Toda mi vida está detrás de mí. La veo entera, veo su forma, veo los lentos movimientos que me han traído hasta aquí. Hay pocas cosas que decir de ella: una partida perdida, eso es todo. Hace tres años que entré en Bouville, solemnemente. Había perdido la primera vuelta. Quise jugar la segunda y también perdí; perdí la partida. Al mismo tiempo, supe que siempre se pierde. Sólo los cochinos creen ganar. Ahora voy a hacer como Anny, me sobreviviré. Comer, dormir. Dormir, comer. Existir lentamente, dulcemente, como esos árboles, como un charco de agua, como el asiento rojo del tranvía.

La Náusea me concede una corta tregua. Pero sé que volverá; es mi estado normal. Sólo que hoy mi cuerpo está demasiado agotado para soportarla, También los enfermos tienen afortunadas debilidades que les quitan, por algunas horas, la conciencia de su mal. Me aburro, eso es todo. De vez en cuando bostezo tan fuerte que las lágrimas me ruedan por las mejillas. Es un aburrimiento profundo, profundo, el corazón profundo de la existencia, la materia misma de que estoy hecho. No me descuido, por el contrario; esta mañana tomé un baño, me afeité. Sólo que cuando pienso en todos esos pequeños actos cuidadosos, no comprendo cómo pude ejecutarlos; son tan vanos. Sin duda el hábito los ejecuta por mí. Los hábitos no están muertos, continúan afanándose, tejiendo muy despacito, insidiosamente, sus tramas; me lavan, me secan, me visten, como nodrizas. ¿Habrán sido ellos, también, los que me trajeron a esta colina? Ya no recuerdo cómo vine. Por la escalera Dautry, sin duda; ¿pero subí realmente, uno por uno, sus ciento diez peldaños? Lo que quizá sea aún más difícil de imaginar, es que después voy a bajarlos. Sin embargo, lo sé; dentro de un rato me encontraré al pie del Cotean Vert; alzando la cabeza podré ver iluminarse a lo lejos las ventanas de estas casas que están tan cerca. A lo lejos. Sobre mi cabeza; y este instante, del que no puedo salir, que me encierra y me limita por todos lados, este instante del que estoy hecho, será un sueño borroso.

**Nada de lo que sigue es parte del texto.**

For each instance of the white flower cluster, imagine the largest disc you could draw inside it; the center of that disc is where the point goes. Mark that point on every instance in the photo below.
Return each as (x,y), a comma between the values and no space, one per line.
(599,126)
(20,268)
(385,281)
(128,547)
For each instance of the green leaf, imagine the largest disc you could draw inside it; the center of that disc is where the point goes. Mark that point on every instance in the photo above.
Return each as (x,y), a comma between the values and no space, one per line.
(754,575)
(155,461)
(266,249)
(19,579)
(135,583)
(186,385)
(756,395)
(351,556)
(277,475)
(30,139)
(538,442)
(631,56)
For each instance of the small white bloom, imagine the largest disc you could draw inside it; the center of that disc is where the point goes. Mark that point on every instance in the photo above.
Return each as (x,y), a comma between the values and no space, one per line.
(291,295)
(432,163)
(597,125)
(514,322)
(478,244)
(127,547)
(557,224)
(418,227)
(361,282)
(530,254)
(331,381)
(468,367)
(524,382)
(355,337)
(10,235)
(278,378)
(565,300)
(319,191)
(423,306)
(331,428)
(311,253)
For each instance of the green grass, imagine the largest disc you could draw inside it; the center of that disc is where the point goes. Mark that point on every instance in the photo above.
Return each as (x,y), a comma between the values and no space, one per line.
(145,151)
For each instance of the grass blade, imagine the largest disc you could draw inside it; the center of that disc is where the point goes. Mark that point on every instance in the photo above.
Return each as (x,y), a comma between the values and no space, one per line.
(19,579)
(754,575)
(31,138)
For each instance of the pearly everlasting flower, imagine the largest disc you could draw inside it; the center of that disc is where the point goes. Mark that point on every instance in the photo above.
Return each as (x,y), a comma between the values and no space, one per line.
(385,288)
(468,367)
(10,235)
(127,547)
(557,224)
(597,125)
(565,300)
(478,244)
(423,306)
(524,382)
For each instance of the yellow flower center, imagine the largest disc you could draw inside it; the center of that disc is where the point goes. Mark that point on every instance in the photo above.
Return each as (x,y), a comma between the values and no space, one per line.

Miro, a mis pies, el centelleo gris de Bouville. Bajo el sol, es como montones de conchas, escamas, huesos astillados, casquijo. Perdidos entre esos restos, minúsculos resplandores de vidrio o de mica lanzan con intermitencias luces ligeras. Los arroyuelos, las zanjas, los delgados surcos que corren entre las conchas serán calles dentro de una hora; caminaré por esas calles, entre muros. Dentro de una hora seré uno de esos hombrecitos negros que distingo en la calle Boulibet.

Qué lejos de ellos me siento, desde lo alto de esta colina. Me parece que pertenecen a otra especie. Salen de las oficinas, después de la jornada de trabajo, miran las cosas y las plazoletas con aire satisfecho, piensan que es su ciudad, “una hermosa ciudad burguesa”. No tienen miedo, se sienten en su casa. Nunca han visto otra cosa que el agua domeñada que sale por los grifos, la luz que surge de las bombitas cuando se hace presión en el interruptor, los árboles mestizos, bastardos, sostenidos con horquetas. Cien veces por día tienen la prueba de que todo se hace mecánicamente, que el mundo obedece a leyes fijas e inmutables. Los cuerpos abandonados en el vacío caen todos a la misma velocidad, el jardín público se cierra todos los días a las dieciséis en invierno, a las dieciocho en verano, el plomo se funde a 335°, el último tranvía sale del Ayuntamiento a las veintitrés y cinco. Son apacibles, un poco taciturnos, piensan en Mañana, es decir, simplemente, en un nuevo hoy; las ciudades sólo disponen de una sola jornada que se repite, muy parecida, todas las mañanas. Apenas la adornan un poco los domingos. Imbéciles. Me repugna pensar que volveré a ver sus caras gruesas y tranquilas. Legislan, escriben novelas populistas, se casan, cometen la extrema estupidez de tener hijos. Entre tanto, la gran naturaleza vaga se ha deslizado en la ciudad, se ha infiltrado en todas partes, en sus casas, en sus oficinas, en ellos mismos. No se mueve, permanece tranquila, y los hombres están bien metidos dentro, la respiran y no la ven, se imaginan que está afuera, a veinte leguas de la ciudad. Yo veo esa naturaleza, yo la veo … Sé que su sumisión es pereza, sé que no tiene leyes: lo que ellos toman por constancia… Sólo tiene hábitos y puede cambiarlos mañana.